The Action Alliance – the nation’s only public private partnership aimed at advancing the National Strategy for Suicide Prevention – recently released the National Strategy for Suicide Prevention Implementation Assessment, a report that highlights progress that has been achieved through state and federal prevention efforts across the U.S. The report also emphasizes that while there has been progress, it has been on a smaller scale and efforts have not been done as part of a larger, comprehensive approach that involves a combination of efforts that includes clinical interventions as well as non-clinical approaches.

“We need to ensure that suicide prevention is a priority among both public and private sectors, and that it is tackled on the same scale and with the same vigor that we address other public health issues in this country,” said Bob Turner, Private Sector Chair, Action Alliance. “The number of people dying by suicide or struggling with suicidal thoughts will continue to rise if we don’t join together and scale up efforts – both clinical and non-clinical – that we know are proven to work.”

The field of suicide prevention has made strides, but the nation must prioritize and bring to scale efforts, such as: Increasing investments in suicide prevention Compared to funding for other major public health issues, like HIV/AIDS and heart disease, funding for suicide significantly lags in the U.S. despite it being the 10th leading cause of death, claiming one person every 12 minutes, according to data from the CDC. According to the Action Alliance’s U.S. National Suicide Prevention Research Efforts: 2008-2013 Portfolio Analyses, “public and private investments in research are meager.”

Most of the other top-ten causes of mortality, such as heart disease, cancer, stroke, Alzheimer’s disease, diabetes, and accidents have seen significant investments in research as well as substantially lower mortality rates. For example, due to the visible and productive research efforts that have gone into addressing the nation’s fourth leading cause of death (car accidents), motor vehicle fatalities have decreased.

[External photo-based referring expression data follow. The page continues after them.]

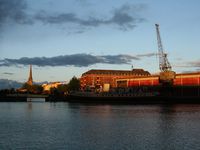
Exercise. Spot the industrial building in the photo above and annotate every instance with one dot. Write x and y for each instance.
(100, 78)
(182, 79)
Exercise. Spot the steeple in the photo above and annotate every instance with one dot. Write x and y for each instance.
(30, 79)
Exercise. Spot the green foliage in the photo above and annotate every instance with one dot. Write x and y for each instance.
(74, 84)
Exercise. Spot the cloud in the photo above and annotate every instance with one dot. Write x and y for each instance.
(124, 17)
(14, 11)
(147, 55)
(8, 73)
(78, 60)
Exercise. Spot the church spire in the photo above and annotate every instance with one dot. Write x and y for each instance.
(30, 79)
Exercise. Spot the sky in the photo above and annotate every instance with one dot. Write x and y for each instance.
(65, 38)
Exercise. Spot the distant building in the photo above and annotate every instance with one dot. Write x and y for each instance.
(98, 78)
(47, 86)
(30, 78)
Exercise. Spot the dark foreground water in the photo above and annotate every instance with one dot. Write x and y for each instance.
(99, 127)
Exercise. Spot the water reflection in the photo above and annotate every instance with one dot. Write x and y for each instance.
(77, 126)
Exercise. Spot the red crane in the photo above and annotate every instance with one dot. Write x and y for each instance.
(166, 75)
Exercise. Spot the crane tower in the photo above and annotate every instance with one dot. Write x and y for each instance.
(166, 75)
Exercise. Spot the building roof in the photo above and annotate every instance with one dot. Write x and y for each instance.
(118, 72)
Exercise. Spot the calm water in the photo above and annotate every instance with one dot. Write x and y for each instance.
(97, 127)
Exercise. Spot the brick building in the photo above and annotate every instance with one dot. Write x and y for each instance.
(98, 78)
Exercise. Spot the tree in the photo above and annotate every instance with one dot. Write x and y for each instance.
(74, 84)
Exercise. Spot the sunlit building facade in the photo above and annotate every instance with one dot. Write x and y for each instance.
(98, 78)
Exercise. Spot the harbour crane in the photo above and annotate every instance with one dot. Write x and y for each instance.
(166, 76)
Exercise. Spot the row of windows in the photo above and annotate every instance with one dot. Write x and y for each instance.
(110, 73)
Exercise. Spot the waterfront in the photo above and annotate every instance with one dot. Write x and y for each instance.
(77, 126)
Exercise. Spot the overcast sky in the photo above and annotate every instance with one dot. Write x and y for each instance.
(64, 38)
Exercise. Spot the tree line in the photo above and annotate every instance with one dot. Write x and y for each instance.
(63, 89)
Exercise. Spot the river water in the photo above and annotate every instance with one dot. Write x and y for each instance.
(98, 127)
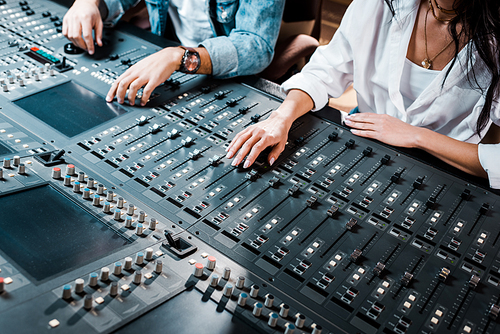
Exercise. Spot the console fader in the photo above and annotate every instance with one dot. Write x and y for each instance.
(110, 211)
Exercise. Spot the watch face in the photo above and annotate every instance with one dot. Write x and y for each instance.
(191, 62)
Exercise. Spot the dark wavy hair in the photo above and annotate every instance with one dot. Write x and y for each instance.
(480, 20)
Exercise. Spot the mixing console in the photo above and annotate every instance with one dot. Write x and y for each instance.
(110, 211)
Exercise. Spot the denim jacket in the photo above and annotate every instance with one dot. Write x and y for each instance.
(246, 31)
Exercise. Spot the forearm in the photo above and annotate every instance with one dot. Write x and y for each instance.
(461, 155)
(296, 104)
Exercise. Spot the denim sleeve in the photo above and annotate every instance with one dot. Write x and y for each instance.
(116, 8)
(249, 47)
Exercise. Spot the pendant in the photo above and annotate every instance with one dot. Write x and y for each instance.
(426, 63)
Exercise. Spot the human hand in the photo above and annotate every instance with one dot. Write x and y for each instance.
(256, 138)
(149, 72)
(384, 128)
(80, 20)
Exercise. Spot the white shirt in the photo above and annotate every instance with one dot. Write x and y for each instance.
(190, 20)
(369, 50)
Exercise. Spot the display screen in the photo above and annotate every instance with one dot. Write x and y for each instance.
(45, 233)
(4, 149)
(70, 108)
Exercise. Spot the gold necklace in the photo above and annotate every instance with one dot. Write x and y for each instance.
(445, 11)
(431, 7)
(427, 63)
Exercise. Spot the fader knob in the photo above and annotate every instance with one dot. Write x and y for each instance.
(128, 263)
(21, 169)
(242, 299)
(273, 319)
(6, 163)
(289, 328)
(131, 209)
(198, 270)
(79, 285)
(257, 309)
(254, 291)
(113, 290)
(109, 196)
(240, 282)
(67, 291)
(118, 215)
(284, 308)
(158, 266)
(142, 216)
(152, 224)
(67, 180)
(301, 319)
(96, 200)
(137, 277)
(87, 303)
(214, 280)
(269, 301)
(70, 169)
(226, 273)
(106, 207)
(93, 279)
(317, 329)
(104, 274)
(139, 229)
(228, 290)
(117, 269)
(139, 258)
(149, 254)
(211, 262)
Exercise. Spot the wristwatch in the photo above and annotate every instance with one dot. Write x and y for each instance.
(191, 61)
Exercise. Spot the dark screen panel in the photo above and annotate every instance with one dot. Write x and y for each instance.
(45, 233)
(4, 149)
(70, 108)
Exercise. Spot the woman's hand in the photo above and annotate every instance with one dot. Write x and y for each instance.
(256, 138)
(384, 128)
(150, 72)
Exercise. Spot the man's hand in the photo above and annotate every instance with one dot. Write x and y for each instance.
(150, 72)
(79, 22)
(384, 128)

This achievement was due in large part to significant federal funding to promote motor vehicle safety.

If the same level of investment (both from the federal and private sectors) is allocated to suicide – to support research, crisis services, and the expansion of other practices known to be effective at preventing suicide – it will have the potential to reverse the trend in suicide mortality.

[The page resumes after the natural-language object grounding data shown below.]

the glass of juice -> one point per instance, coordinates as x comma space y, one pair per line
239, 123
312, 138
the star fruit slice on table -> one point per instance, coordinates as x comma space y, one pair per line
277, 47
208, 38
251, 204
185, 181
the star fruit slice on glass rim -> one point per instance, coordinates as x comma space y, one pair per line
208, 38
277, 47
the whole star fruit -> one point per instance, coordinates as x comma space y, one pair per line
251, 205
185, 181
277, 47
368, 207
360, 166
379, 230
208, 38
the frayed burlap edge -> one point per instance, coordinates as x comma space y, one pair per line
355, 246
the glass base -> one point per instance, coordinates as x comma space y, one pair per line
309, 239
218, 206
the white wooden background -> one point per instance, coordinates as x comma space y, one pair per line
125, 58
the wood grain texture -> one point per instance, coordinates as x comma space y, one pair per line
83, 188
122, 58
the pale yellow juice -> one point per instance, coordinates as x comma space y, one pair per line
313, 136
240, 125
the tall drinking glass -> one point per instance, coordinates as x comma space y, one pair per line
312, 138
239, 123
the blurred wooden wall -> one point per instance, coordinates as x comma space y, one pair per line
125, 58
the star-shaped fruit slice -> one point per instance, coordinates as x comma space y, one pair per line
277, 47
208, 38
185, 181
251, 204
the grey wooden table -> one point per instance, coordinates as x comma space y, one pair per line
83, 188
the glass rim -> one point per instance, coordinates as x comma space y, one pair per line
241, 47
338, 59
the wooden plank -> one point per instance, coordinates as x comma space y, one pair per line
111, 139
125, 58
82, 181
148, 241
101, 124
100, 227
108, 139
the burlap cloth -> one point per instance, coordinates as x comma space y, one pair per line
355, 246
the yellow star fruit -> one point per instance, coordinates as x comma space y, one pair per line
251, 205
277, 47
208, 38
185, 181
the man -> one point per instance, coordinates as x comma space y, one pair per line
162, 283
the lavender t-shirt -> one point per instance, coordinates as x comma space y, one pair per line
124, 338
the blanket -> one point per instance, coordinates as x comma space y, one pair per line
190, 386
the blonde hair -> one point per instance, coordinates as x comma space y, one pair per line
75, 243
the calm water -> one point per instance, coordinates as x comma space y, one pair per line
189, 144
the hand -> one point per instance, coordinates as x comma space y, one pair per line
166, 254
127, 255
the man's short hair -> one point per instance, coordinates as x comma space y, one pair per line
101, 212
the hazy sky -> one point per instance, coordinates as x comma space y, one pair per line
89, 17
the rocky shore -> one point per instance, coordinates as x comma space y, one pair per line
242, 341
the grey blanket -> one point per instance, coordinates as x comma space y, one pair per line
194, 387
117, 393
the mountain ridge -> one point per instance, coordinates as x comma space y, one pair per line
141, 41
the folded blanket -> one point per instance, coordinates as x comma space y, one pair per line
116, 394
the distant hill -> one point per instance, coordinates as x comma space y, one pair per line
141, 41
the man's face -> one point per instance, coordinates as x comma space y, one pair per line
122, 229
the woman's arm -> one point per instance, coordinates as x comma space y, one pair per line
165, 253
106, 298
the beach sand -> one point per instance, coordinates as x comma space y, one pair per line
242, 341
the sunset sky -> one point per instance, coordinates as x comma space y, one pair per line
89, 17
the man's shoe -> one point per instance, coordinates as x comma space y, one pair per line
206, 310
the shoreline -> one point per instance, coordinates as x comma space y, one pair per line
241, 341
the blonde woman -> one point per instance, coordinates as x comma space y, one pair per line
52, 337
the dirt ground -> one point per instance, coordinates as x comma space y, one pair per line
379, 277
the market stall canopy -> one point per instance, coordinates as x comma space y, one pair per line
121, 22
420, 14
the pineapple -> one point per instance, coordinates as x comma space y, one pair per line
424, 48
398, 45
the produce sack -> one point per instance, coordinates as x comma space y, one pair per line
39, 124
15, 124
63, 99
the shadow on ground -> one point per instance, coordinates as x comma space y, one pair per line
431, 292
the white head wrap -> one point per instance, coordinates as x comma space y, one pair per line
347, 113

Promoting the role everyone has to play in preventing suicide According to newly released national public perception data, Americans overwhelmingly (94 percent) believe that suicide can be prevented, and 78 percent are interested in learning how they might be able to play a role in helping someone who may be suicidal but that more information and guidance on how to help is needed.

Everyone has a role to play in preventing suicide and suicide attempts. Family members, friends, colleagues, faith community members, and clinicians all play an important role in recognizing when someone is at risk or in crisis, and connecting that person to help. Helpful action items anyone can take include: o sharing the National Suicide Prevention Lifeline: 800-273-TALK [8255] o recognizing the warning signs and learn the action steps for communicating with someone who might be suicidal o utilizing evidence-supported tools that can keep someone safe

In 1998, America experienced the lowest number of alcohol-related fatalities after the “Friends don’t let Friends Drive Drunk” campaign was launched. Due to the national public awareness campaign, 68 percent of Americans reported that they have tried to prevent someone from driving after drinking.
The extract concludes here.